Depending on what you want to detect in these cells the fixation can vary. As for shipping, its not exactly the fixation but the storage that makes the main difference. We have used organic solvent fixation and 4% PFA-PBS fixation and both work well after storage.
For short delivery time- we add 0.1% Azide-PBS to fixed cells and seal the plate. The plates or slides are then packed into a box with ice-coolers and shipped at 4 degrees C. Storage is also at 4C at all times. This way they survive for up to a month.
For long deliveries and long storage ( up to 6 months)- Fixed cells are mounted on semi-solid mounting media (like Fluoromount G), then dried in the dark, sealed in a bag with desiccating agents. Samples are shipped and stored at 4 degrees C at all times. When reviving these plates, we add PBS to the wells to solubilize the mounting agent, then wash it off and use these cells for staining.
Aparajita Lahree thank you for sharing your experience on this.
-Have you tried HBSS instead of PBS? because it has less phosphate so we thought it could be better for immunizing the animal and not perturbing their normal phosphate blood concentration that much. If yes, did you notice any difference between HBSS and PBS?
-Usually we add sodium azide fopr long term storage. Also do you have a reference on using it to presevrve the samples for short term and another reference mentioning that cells can stay preserved for up to one month at 4C?
-If you have a published reference about the cells fixation for the purpose of making antibodies please share it with me. Most of litterature discusses cell fixation for several immunoassays like Flow cytometry and IHC...but not for immunizing animals..

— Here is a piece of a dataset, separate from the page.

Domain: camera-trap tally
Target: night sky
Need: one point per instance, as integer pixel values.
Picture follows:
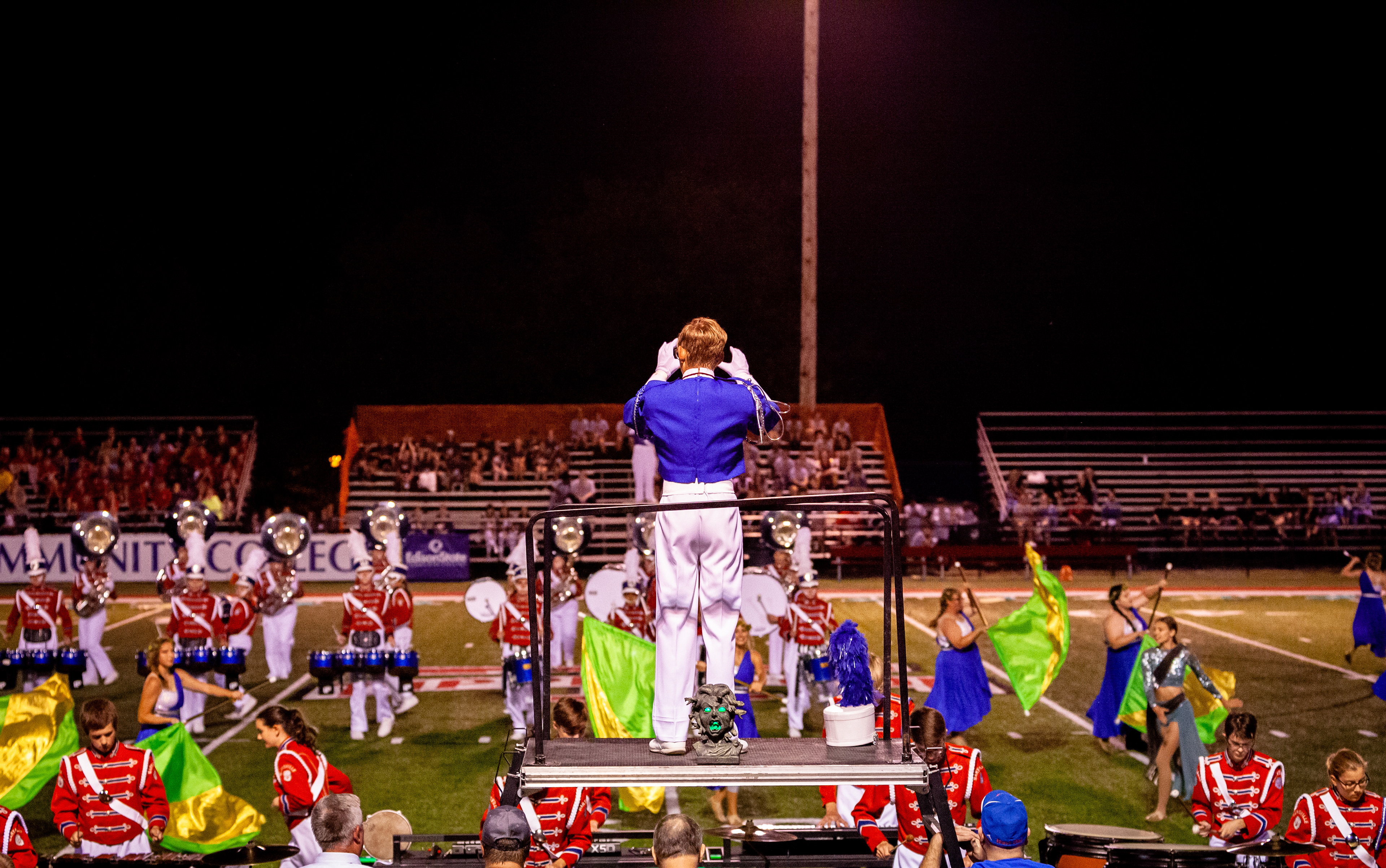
(1021, 207)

Are these mammalian or bacterial cells or something else?
Here are two references: regarding cell preparation for immunization:
Article PFA-fixed Hsp60sp-loaded dendritic cells as a vaccine for th...
Article Monoclonal Antibody Production Against Vimentin by Whole Cel...
I thought you planned on using this for imaging or flow cytometry, nonetheless fixation will be with formaldehyde based solvents (PFA ).
PBS is recommended for storage and is not directly injected. Once the cells arrive at their destination, they can be washed in PBS and reconstituted in the immunization cocktail, likely containing contains serum or adjuvants and other carriers or components.
Grow cells in serum free medium to reduce antibody response to this material.
Wash the cells well in eg serum free medium /pbs, and then freeze them down at -20 or -70c. Ship to the antibody producer on dry ice and thaw just before use.
Depends on how you will treat your samples later for analysis. If you ship them fixed with formaldehyde, but later plan to do studies on native cells, e.g for sorting them by FACS, you'll run into big trouble, I'm afraid.
As you'll be paying your contractor a lot of money for their services, they should be able to consult you in finding the optimal solution.
Dhouha Daassi in that case I don't see why you would want to fix the cells at all. I agree with Peter's suggestion and you can even refer to the second article sent by Aparajita. Fixation is necessary only for certain microscopy, flow or other marker based analyses.
And hope you are aware that some of the protocols shared above are for analysis and not for cell preparation for immunization.